# NLP Preprocessing Notebook

The purpose of this notebook is to conduct the preprocessing steps that are necessary for text data in NLP. This includes tokenizing, removing stop words, vectorizing, etc.

In [5]:
import pandas as pd
import matplotlib.pyplot as plt
from matplotlib import cm
import seaborn as sns
%matplotlib inline
import nltk
from sklearn.feature_extraction import text 
from nltk.stem import WordNetLemmatizer 
from sklearn.feature_extraction.text import CountVectorizer
from sklearn.feature_extraction.text import TfidfVectorizer
from sklearn.feature_extraction.text import TfidfTransformer
from nltk.probability import FreqDist
from nltk.corpus import stopwords
from nltk.stem import PorterStemmer
from sklearn.metrics import confusion_matrix
from sklearn.naive_bayes import MultinomialNB
from sklearn import metrics
from sklearn.model_selection import train_test_split


### 1. Load the clean dataframe from `data_cleaning.ipynb`


In [27]:
# this is our corpus
clean_df = pd.read_pickle('../pickle/clean_df.pkl')

In [28]:
clean_df.head()

Unnamed: 0,total_votes,hate_speech_votes,other_votes,label,tweet,round_1_tweet
0,3,0,3,0,!!! RT @mayasolovely: As a woman you shouldn't...,as a woman you shouldnt complain about clea...
1,3,0,3,0,!!!!! RT @mleew17: boy dats cold...tyga dwn ba...,boy dats coldtyga dwn bad for cuffin dat ho...
2,3,0,3,0,!!!!!!! RT @UrKindOfBrand Dawg!!!! RT @80sbaby...,dawg you ever fuck a bitch and she sta to...
3,3,0,3,0,!!!!!!!!! RT @C_G_Anderson: @viva_based she lo...,she look like a tranny
4,6,0,6,0,!!!!!!!!!!!!! RT @ShenikaRoberts: The shit you...,the shit you hear about me might be true or...

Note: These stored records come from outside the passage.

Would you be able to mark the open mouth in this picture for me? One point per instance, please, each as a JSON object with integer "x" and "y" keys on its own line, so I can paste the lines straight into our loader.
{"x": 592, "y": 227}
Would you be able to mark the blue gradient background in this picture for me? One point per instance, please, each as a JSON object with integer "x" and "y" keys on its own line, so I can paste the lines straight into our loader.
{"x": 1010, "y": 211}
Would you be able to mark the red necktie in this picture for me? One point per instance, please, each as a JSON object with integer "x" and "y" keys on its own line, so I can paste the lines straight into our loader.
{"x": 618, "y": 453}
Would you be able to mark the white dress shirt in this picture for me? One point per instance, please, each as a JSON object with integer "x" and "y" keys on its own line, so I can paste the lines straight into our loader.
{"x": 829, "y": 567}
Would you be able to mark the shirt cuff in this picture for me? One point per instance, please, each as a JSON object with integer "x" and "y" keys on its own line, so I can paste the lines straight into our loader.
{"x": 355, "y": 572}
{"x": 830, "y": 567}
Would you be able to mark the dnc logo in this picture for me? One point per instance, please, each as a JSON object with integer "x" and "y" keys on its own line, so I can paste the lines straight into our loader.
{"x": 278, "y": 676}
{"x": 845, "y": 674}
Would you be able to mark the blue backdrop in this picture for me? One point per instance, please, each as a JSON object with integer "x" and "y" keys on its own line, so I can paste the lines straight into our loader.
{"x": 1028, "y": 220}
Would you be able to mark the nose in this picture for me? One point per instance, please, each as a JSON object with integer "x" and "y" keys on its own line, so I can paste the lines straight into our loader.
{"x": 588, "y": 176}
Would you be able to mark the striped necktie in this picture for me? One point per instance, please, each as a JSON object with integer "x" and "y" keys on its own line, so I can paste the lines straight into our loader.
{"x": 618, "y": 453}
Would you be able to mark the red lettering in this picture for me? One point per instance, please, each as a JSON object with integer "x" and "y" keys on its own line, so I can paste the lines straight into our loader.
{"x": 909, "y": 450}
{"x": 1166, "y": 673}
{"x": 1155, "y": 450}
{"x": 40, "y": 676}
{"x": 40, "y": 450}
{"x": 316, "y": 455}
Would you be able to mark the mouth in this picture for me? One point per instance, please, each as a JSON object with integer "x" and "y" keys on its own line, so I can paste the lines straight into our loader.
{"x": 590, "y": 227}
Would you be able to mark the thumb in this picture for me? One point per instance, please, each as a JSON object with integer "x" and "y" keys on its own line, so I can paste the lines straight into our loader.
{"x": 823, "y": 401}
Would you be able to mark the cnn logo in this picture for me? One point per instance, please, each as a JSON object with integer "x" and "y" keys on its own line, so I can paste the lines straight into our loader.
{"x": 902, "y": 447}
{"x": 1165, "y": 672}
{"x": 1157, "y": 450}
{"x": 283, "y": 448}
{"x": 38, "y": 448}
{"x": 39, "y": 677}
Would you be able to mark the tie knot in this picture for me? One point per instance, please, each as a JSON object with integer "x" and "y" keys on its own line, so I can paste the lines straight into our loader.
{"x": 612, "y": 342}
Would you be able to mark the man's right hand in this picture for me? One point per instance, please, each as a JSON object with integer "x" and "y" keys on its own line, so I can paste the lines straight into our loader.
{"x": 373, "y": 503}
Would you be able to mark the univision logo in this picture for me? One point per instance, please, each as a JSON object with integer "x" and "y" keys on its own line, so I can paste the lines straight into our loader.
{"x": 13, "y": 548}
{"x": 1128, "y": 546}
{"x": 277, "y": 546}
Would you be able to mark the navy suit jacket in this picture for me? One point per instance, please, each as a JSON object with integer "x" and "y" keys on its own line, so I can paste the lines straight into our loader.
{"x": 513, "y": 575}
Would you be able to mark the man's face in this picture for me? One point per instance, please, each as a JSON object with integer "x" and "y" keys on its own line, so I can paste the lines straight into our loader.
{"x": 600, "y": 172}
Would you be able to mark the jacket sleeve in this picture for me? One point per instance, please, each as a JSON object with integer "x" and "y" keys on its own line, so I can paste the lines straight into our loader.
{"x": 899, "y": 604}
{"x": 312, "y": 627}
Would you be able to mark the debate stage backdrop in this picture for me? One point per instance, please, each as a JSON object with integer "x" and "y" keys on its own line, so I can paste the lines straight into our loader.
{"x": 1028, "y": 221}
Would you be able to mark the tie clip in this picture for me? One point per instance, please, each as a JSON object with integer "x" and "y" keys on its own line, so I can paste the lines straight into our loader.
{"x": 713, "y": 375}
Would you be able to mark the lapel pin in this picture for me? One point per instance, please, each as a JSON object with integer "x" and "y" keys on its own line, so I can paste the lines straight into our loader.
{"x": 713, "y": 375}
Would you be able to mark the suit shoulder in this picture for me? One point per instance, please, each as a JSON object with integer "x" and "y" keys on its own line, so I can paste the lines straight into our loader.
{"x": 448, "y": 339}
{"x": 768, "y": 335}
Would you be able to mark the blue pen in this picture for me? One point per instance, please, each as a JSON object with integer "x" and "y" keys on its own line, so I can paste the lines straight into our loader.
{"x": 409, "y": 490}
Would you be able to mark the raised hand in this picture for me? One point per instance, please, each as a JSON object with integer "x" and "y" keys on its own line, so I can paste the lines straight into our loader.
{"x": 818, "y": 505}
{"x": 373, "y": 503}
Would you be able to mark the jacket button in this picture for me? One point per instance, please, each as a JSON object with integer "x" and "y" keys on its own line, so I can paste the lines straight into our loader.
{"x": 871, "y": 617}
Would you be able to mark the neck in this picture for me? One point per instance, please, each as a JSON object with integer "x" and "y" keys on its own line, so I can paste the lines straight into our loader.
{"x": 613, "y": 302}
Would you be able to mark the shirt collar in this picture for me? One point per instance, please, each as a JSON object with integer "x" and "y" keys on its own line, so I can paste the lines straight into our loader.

### creating `tweet_df` with only cleaned tweets column

In [30]:
# tweet_df = pd.DataFrame(tweet_data)

tweet_df = clean_df[['round_1_tweet', 'label']].copy()

In [31]:
tweet_df.head()

Unnamed: 0,round_1_tweet,label
0,as a woman you shouldnt complain about clea...,0
1,boy dats coldtyga dwn bad for cuffin dat ho...,0
2,dawg you ever fuck a bitch and she sta to...,0
3,she look like a tranny,0
4,the shit you hear about me might be true or...,0


In [32]:
data = tweet_df['round_1_tweet']
target = tweet_df['label']

## Remove Stop Words & Tokenize

In [42]:
stop_words = set(stopwords.words('english'))

In [43]:
def process_tweet(text):
    tokens = nltk.word_tokenize(text)
    stopwords_removed = [token.lower() for token in tokens if token.lower() not in stop_words]
    return stopwords_removed 

In [44]:
# applying the above function to our data/features 
processed_data = list(map(process_tweet, data))

In [45]:
total_vocab = set()
for comment in processed_data:
    total_vocab.update(comment)
len(total_vocab)

22021

## Lemmatization

In [46]:
# creating a list with all lemmatized outputs
lemmatizer = WordNetLemmatizer() 
lemmatized_output = []

for listy in processed_data:
    lemmed = ' '.join([lemmatizer.lemmatize(w) for w in listy])
    lemmatized_output.append(lemmed)

In [47]:
X_lem = lemmatized_output
# [' '.join(d) for d in processed_data]

y_lem = target
# X[3]

## Step 4: Vectorize & TTS

In [49]:
X_train_lem, X_test_lem, y_train_lem, y_test_lem = train_test_split(X_lem, y_lem, test_size=0.20, random_state=15)

# using tf_idf vectorizor
tfidf = TfidfVectorizer(stop_words= stop_words, ngram_range=(1,2))

In [50]:
tfidf_data_train_lem = tfidf.fit_transform(X_train_lem)
tfidf_data_test_lem = tfidf.transform(X_test_lem)

tfidf_data_train_lem

<19826x109462 sparse matrix of type '<class 'numpy.float64'>'
	with 274013 stored elements in Compressed Sparse Row format>